Santa Sé defende a família como património da humanidade

A Santa Sé defendeu ontem que a família não é monopólio de ninguém, mas sim “património da humanidade”. O Cardeal Alfonso López Trujillo, presidente do Conselho Pontifício para a Família, inaugurou no Vaticano a XVI Assembleia Plenária do Dicastério, lançando uma interrogação: “que rosto terão no futuro próximo os nossos povos, as nossas nações?”. O encontro, que se realiza de dois em dois anos, tem como tema “A missão dos casais maduros e experimentados em relação aos noivos e aos jovens casais”. Os participantes na Assembleia Plenária serão recebidos pelo Papa, em audiência, no dia 20 de Novembro, sábado. Na abertura dos trabalhos, o Cardeal Trujillo foi particularmente crítico para com as mudanças legislativas promovidas pelo governo espanhol, considerando que “o caso da Espanha tem provocado uma reacção, que necessita de todo um arsenal de posições e de elementos de defesa, tanto a respeito da fé como da própria razão”. “É preciso recordar que a família é património da humanidade”, afirmou. O presidente do Conselho Pontifício para a Família lamentou que “algo que foi reconhecido por todas as legislações de todas as culturas e povos como é o matrimónio, seja questionado nos últimos dez anos”. “Os parlamentos, submetidos a disciplinas de partido, aprovam leis debaixo de uma certa ideia de democracia.

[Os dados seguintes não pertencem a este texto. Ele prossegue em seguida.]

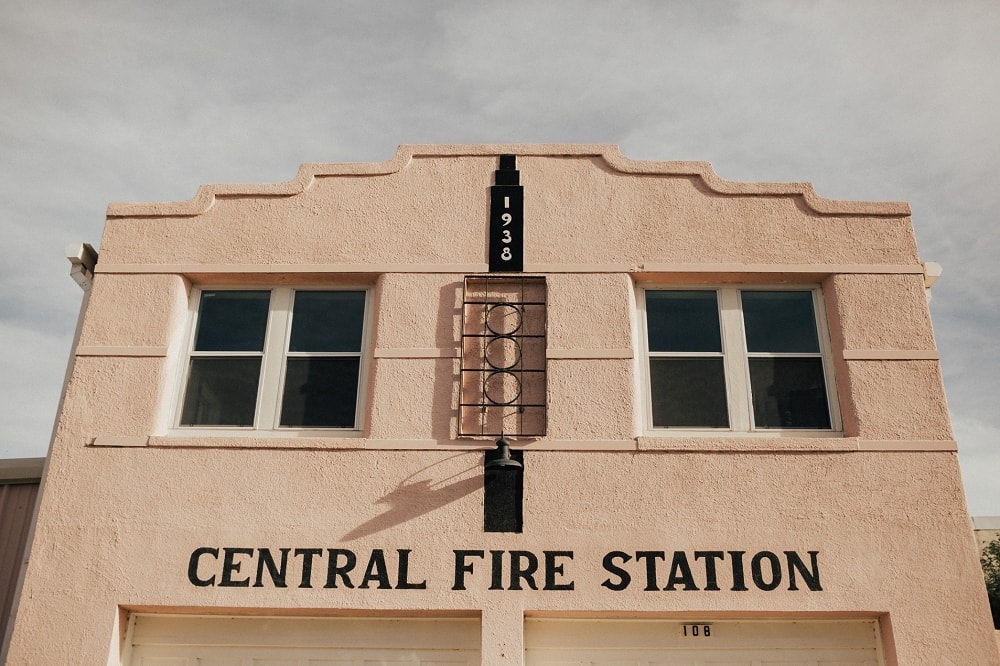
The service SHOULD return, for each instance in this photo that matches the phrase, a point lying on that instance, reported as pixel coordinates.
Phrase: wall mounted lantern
(503, 485)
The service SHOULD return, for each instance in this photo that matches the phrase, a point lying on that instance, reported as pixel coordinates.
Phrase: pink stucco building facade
(728, 435)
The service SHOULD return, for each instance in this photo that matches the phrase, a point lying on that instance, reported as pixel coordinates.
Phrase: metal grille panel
(503, 357)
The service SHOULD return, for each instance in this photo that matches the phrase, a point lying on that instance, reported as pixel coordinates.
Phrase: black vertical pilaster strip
(507, 218)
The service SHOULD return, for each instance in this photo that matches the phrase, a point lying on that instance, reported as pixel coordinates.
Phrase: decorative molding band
(364, 269)
(649, 444)
(908, 445)
(309, 173)
(120, 441)
(824, 269)
(417, 352)
(738, 444)
(462, 269)
(891, 355)
(583, 354)
(109, 350)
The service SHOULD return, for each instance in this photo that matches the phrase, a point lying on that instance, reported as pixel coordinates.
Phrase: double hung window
(275, 358)
(736, 359)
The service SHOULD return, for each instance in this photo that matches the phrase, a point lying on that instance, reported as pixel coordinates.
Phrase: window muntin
(737, 359)
(280, 358)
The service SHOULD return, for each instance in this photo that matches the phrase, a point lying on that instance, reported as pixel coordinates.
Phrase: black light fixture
(503, 486)
(501, 461)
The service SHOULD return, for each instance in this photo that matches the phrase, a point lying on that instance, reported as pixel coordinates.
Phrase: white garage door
(177, 640)
(551, 642)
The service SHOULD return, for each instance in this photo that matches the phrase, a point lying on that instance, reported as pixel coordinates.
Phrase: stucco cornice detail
(609, 153)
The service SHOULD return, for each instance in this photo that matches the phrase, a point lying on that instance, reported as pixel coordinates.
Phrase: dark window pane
(221, 391)
(779, 321)
(320, 392)
(232, 320)
(789, 393)
(683, 321)
(327, 321)
(688, 392)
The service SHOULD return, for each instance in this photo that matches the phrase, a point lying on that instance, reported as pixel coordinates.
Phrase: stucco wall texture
(128, 496)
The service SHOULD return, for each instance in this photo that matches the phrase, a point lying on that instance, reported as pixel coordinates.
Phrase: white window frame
(267, 409)
(739, 398)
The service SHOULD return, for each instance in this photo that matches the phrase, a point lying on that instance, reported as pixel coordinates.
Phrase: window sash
(740, 391)
(269, 410)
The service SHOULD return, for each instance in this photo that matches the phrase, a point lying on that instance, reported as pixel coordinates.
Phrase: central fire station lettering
(257, 567)
(648, 570)
(682, 573)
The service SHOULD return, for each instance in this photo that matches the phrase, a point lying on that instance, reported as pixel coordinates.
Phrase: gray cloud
(113, 101)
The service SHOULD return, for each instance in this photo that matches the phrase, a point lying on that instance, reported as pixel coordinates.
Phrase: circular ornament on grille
(502, 352)
(503, 319)
(502, 387)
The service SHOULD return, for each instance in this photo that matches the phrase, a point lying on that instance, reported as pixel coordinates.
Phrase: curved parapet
(609, 153)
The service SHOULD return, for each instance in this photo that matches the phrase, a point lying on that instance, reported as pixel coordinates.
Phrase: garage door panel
(174, 640)
(561, 642)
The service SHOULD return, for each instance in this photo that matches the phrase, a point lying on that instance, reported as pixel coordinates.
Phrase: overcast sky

Crê-se que as leis sejam boas porque foram aprovadas dentro do jogo da democracia, mas não porque façam um bem ao homem e à sociedade”, atirou, tendo em vista os projectos legislativos que legalizam a união homossexual e permitem a adopção de menores por parte dos mesmos. O Cardeal admitiu mesmo uma “desobediência cívica”, assinalando que “se as leis não revertem em benefício do homem, não obrigam”.